Does this have to do with the internal forces of the beam? Is it because, in the transnational case, we are analysing the beam as if it is a single particle, but in the rotational case, we are analysing it as if it is a "line" of multiple particles, and therefore (if we look at the particles on either end of the beam) the net force is in a direction so as to cause rotation? If this is the case, then what causes the force on the particles on either end that accelerates the particle "inwards" in the normal direction and causes the signature "rotational" motion instead of the particle just accelerating off into space?
I hope I've gotten across what I'm confused about! :P
 A: 
then Newton's 2nd Law states that (because the forces cancel out)
there will not be any motion (or at least transnational motion?)

For a force couple, there will not be any translational motion of the center of mass but there will be rotational motion.

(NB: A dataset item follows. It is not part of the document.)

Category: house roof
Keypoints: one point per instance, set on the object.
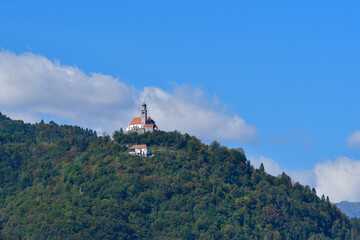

But, of course, there will be rotational motion, as there is a net
moment on the beam. I am struggling to connect the idea of Newton's
2nd Law and the forces together with rotational motion, as my
intuition keeps telling me that there should not be any motion
whatsoever as the forces cancel out.

For translational motion, Newton's second law is
$$F=ma$$
For rotational motion, Newton's second law gives us
$$τ=Iα$$
Where
τ = torque and is analogous to force $F$
$I$ = moment of inertia and is analogous to mass $m$
$α$ = angular acceleration and is analogous to linear acceleration $a$
A force couple consists of  two equal, but opposite parallel forces $F$ separated by a distance $d$. So the net force is zero (no translational motion) but the net torque or moment about the center between the forces is $Fd$.

Does this have to do with the internal forces of the beam?

No. It has to do with the motion of the beam as rigid body. On the other hand, moments on a beam are associated with internal stresses in the beam (a mechanics of materials problem).

Is it because, in the transnational case, we are analysing the beam as
if it is a single particle, but in the rotational case, we are
analysing it as if it is a "line" of multiple particles, and therefore
(if we look at the particles on either end of the beam) the net force
is in a direction so as to cause rotation?

From a dynamics perspective we are analyzing the beam as a rigid body. However, force couples do cause internal stresses in a beam when we analyze those stresses as a mechanics of materials problem.
Hope this helps.